When solving combinatorial optimization problems it can happen that using a single technique is not efficient enough. In this case, simplifying assumptions can transform a huge
and hard to solve problem in a manageable one, but they can widen the gap between the real world and the model. Heuristic approaches can quickly lead to solutions that can be far from
optimality. For some problems, that show a particular structure, it is possible to use decomposition techniques that produce manageable subproblems and solve them with different
approaches. Benders Decomposition is one of such approaches applicable to Integer Linear Programming. The subproblem should be a Linear Problem. This restriction has been relaxed in where the technique has been extended to solvers of any kind and called
Logic-Based Benders Decomposition (LBBD). The general technique is to find a solution to the first problem (called Master Problem (MP)) and than search for a solution to the second problem
(Sub-problem (SP)) constraining it to comply with the solution found by the MP. The two solvers are interleaved and they converge to the optimal solution (if any) for the problem overall. When
solving problems with a Benders Decomposition based technique, a number of project choices arises: at design level, the objective function (OF) depends either on MP or SP variables, or
both. This choice affects the way the two solvers interact. Generation of Benders Cuts; Benders Cuts are constraints, added to the MP model once a SP as been solved, that remove some solutions. Relaxation of the SP; to avoid the generation of trivially infeasible MP solutions, some relaxations of the SP should be added to the MP model.
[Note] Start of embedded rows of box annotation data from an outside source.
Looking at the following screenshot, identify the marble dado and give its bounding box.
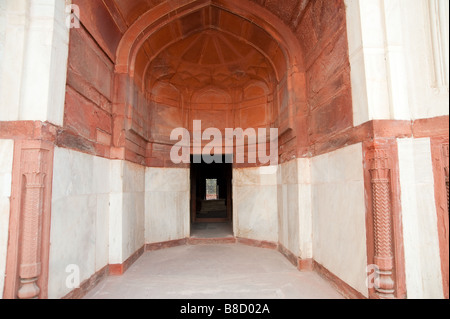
[0,140,14,299]
[145,168,191,244]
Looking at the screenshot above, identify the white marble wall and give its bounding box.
[49,148,145,298]
[345,0,449,126]
[109,161,145,264]
[0,140,14,299]
[311,144,368,296]
[145,168,190,244]
[0,0,69,125]
[278,159,312,259]
[398,138,443,299]
[233,167,278,242]
[49,148,111,298]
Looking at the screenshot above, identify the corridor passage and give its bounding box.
[85,244,343,300]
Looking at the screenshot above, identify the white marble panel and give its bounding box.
[145,168,190,243]
[311,144,368,296]
[233,182,278,242]
[145,167,190,192]
[49,147,111,298]
[48,195,97,299]
[398,139,443,299]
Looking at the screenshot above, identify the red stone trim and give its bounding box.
[236,237,278,249]
[187,237,236,245]
[297,258,314,271]
[312,115,449,157]
[431,138,449,299]
[278,244,299,268]
[61,266,109,299]
[313,261,367,299]
[145,238,187,251]
[108,246,145,276]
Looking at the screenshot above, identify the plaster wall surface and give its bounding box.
[233,167,279,242]
[145,168,190,244]
[109,161,145,264]
[398,138,443,299]
[0,140,14,299]
[278,158,312,259]
[311,144,368,296]
[48,148,112,298]
[345,0,449,126]
[0,0,69,125]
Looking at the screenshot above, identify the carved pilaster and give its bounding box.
[17,149,48,299]
[369,148,395,298]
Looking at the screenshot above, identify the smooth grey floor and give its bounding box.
[85,244,343,300]
[191,223,233,238]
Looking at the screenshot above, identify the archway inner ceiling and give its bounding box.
[123,6,288,144]
[145,29,276,90]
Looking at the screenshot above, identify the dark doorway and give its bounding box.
[191,155,232,223]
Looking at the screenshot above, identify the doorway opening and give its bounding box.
[191,155,233,238]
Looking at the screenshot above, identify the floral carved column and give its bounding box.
[369,148,395,298]
[18,149,47,299]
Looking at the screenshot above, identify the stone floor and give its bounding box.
[85,244,343,300]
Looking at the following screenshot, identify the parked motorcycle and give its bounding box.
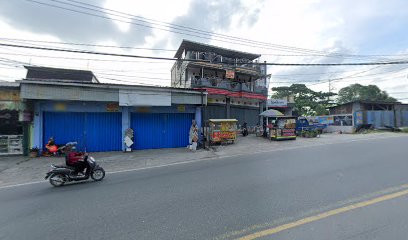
[241,123,248,137]
[45,154,105,187]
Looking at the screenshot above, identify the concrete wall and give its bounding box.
[326,125,354,133]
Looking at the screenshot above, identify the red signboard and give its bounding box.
[225,70,235,79]
[282,128,296,136]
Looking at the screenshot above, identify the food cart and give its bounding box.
[208,119,238,143]
[269,116,296,140]
[260,109,296,140]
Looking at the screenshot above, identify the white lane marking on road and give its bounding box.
[0,135,405,190]
[0,180,47,190]
[106,136,401,174]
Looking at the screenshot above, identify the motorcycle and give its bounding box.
[241,124,248,137]
[45,154,105,187]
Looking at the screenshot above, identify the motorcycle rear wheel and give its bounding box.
[91,168,105,181]
[50,173,65,187]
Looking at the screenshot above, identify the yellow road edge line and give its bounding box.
[238,189,408,240]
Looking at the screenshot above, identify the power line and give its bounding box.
[0,38,177,52]
[26,0,370,58]
[0,52,172,64]
[0,42,408,67]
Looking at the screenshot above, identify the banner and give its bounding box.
[225,70,235,79]
[266,99,288,107]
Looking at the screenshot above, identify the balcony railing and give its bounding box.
[186,53,261,71]
[191,78,268,95]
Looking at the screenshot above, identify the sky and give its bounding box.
[0,0,408,102]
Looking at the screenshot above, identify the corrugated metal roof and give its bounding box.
[24,66,99,82]
[20,79,207,95]
[0,82,20,88]
[174,39,261,60]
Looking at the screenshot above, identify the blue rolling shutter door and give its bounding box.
[131,113,194,150]
[85,113,122,152]
[44,112,122,152]
[43,112,85,151]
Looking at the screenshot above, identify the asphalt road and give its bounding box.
[0,135,408,240]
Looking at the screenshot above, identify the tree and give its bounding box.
[272,84,336,116]
[337,83,397,104]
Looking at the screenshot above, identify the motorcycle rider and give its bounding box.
[65,143,86,175]
[45,137,58,155]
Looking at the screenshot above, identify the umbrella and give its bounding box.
[259,109,285,117]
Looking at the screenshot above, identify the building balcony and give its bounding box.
[188,61,261,76]
[191,78,268,96]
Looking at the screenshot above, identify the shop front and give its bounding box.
[22,81,205,152]
[0,84,23,156]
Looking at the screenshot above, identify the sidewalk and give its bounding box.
[0,132,402,187]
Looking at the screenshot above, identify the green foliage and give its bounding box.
[272,84,336,116]
[337,83,397,104]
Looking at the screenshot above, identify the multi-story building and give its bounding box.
[171,40,269,126]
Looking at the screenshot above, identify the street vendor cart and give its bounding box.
[208,119,238,144]
[269,116,296,140]
[260,109,296,140]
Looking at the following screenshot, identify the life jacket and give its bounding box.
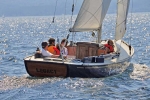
[53,47,60,55]
[104,44,114,53]
[47,46,55,54]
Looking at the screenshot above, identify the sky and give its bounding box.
[0,0,150,16]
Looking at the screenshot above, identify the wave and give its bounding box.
[0,75,61,91]
[130,64,150,80]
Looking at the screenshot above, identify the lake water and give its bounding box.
[0,13,150,100]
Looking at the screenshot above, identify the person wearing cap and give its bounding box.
[47,38,56,54]
[41,42,59,58]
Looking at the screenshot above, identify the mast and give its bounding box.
[69,0,111,32]
[97,26,102,43]
[115,0,130,40]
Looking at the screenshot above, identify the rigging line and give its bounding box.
[52,0,58,23]
[76,4,102,27]
[129,0,133,45]
[70,0,74,41]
We focus on two particular problems, the allocation and scheduling problem on Multi-Processor System-on-Chip (MPSoC) platforms (ASP), and the dynamic voltage scaling problem on energy-aware MPSoC (DVSP). These are very hard problems and they have never been solved to optimality by
the system design community. We used LBBD to solve the problems. The aim of this paper is to show the importance of the relaxations and Benders Cuts in terms of
their impact on the search time and on the number of times the two solvers iterate. In addition, we claim that, in general, a tradeoff between the complexity of the cuts and relaxations introduced and their impact on the number of iterations must be found.